In studies with patients who have spinal cord injuries at the Clement J. Zablocki VA Medical Center, Eells and her research partners have shown that a certain treatment regimen using far-red light healed wounds 2 1/2 times more rapidly than the standard therapy, which amounts to keeping the ulcers clean and dry.

“This is remarkable improvement,” said Eells, a professor of biomedical sciences in the College of Health Sciences. “It is far better than anything else available.”

The light treatment currently is approved by the FDA to treat only bruises and sprains. But Eells is so confident that the therapy works, the professor of biomedical sciences used it on her own mother to heal a small pressure ulcer that developed during hospice care.

“Her sore was only about the size of a dime,” Eells said. “But the wounds we’ve treated at the VA hospital were frighteningly large, and we saw similarly successful results.”

With promising results on real patients, Eells and Elizabeth Liedhegner, a research associate in the College of Health Sciences, enrolled in UW-Milwaukee’s I-Corps program to learn how to bring the therapy to market, where it ultimately would be available to patients.

The strategic interview techniques Eells and Liedhegner learned in the program helped them hone in on the right customer base.

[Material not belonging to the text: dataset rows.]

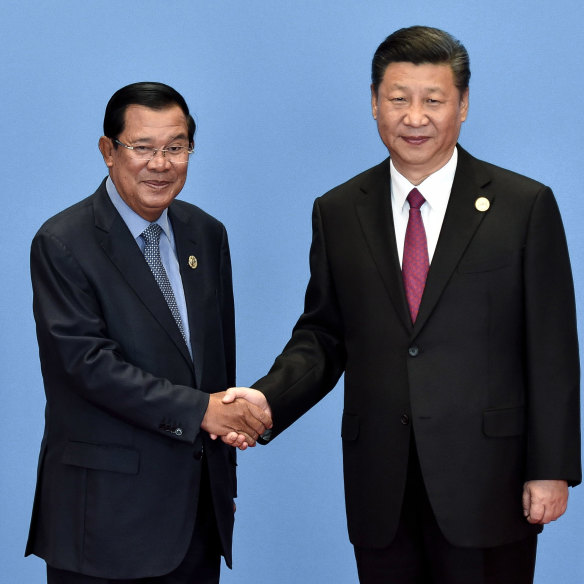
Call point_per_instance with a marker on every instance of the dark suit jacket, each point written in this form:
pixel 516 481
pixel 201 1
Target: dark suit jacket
pixel 120 460
pixel 487 379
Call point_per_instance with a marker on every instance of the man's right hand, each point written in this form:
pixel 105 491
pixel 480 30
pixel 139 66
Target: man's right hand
pixel 235 417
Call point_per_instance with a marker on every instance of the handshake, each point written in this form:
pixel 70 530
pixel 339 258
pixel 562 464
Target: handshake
pixel 238 416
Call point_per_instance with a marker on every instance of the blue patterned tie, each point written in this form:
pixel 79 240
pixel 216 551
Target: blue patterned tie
pixel 151 237
pixel 415 262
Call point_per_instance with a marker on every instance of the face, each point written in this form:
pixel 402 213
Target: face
pixel 419 112
pixel 147 187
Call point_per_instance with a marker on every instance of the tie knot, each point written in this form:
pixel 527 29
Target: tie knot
pixel 152 233
pixel 415 199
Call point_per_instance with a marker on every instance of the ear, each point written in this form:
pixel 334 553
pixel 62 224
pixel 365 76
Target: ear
pixel 373 102
pixel 464 105
pixel 106 147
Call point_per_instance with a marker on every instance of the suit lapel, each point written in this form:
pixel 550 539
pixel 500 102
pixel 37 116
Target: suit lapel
pixel 193 278
pixel 119 245
pixel 375 216
pixel 461 221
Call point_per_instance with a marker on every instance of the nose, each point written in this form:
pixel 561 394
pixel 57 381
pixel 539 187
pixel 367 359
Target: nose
pixel 159 161
pixel 416 116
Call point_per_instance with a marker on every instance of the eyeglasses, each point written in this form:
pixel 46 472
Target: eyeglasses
pixel 175 154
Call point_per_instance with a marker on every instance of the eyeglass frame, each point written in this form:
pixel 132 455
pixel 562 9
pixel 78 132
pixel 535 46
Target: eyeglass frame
pixel 155 151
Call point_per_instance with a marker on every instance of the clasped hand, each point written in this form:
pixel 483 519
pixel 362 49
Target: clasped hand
pixel 239 416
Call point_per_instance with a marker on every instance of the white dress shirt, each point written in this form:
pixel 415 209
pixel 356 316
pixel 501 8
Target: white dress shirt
pixel 435 189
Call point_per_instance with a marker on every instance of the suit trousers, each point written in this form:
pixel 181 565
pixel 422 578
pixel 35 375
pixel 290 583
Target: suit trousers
pixel 420 554
pixel 201 564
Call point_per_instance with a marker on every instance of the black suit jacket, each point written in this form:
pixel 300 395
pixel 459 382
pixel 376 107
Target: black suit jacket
pixel 120 460
pixel 487 379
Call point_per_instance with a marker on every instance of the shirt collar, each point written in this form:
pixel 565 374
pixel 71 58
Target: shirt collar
pixel 135 223
pixel 435 189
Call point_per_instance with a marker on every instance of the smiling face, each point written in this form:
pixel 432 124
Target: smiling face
pixel 147 187
pixel 419 112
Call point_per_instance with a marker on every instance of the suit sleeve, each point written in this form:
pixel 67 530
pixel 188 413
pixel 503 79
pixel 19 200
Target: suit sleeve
pixel 78 355
pixel 553 372
pixel 227 310
pixel 313 360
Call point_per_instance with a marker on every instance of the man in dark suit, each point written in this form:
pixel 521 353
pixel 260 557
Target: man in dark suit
pixel 441 286
pixel 134 311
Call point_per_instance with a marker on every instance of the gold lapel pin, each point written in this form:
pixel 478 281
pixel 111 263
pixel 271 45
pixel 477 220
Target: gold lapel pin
pixel 482 204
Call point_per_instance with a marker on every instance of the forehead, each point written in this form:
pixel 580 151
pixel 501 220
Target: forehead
pixel 147 122
pixel 403 75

In fact, after deciding to focus on wound healing at nursing homes and in clinics, the pair realized they were approaching the wrong people.

“We had been contacting doctors, when wound clinics, which are all over the city, are primarily managed by nurses and nurse practitioners,” Eells said.

The skills taught in I-Corps, she said, will help her as she pursues other opportunities, such as landing a TEDMED speaker’s slot, a goal she has been working on for years. Eells, who has worked on grants with private companies before, also has become intrigued with medical startups.

“I’m a bench scientist. If I’m selling myself as a scientific advisory board member to a company, I’d like to be able to understand how these entrepreneurs think,” she said. “I wanted to figure out what questions they would ask and why they ask them.”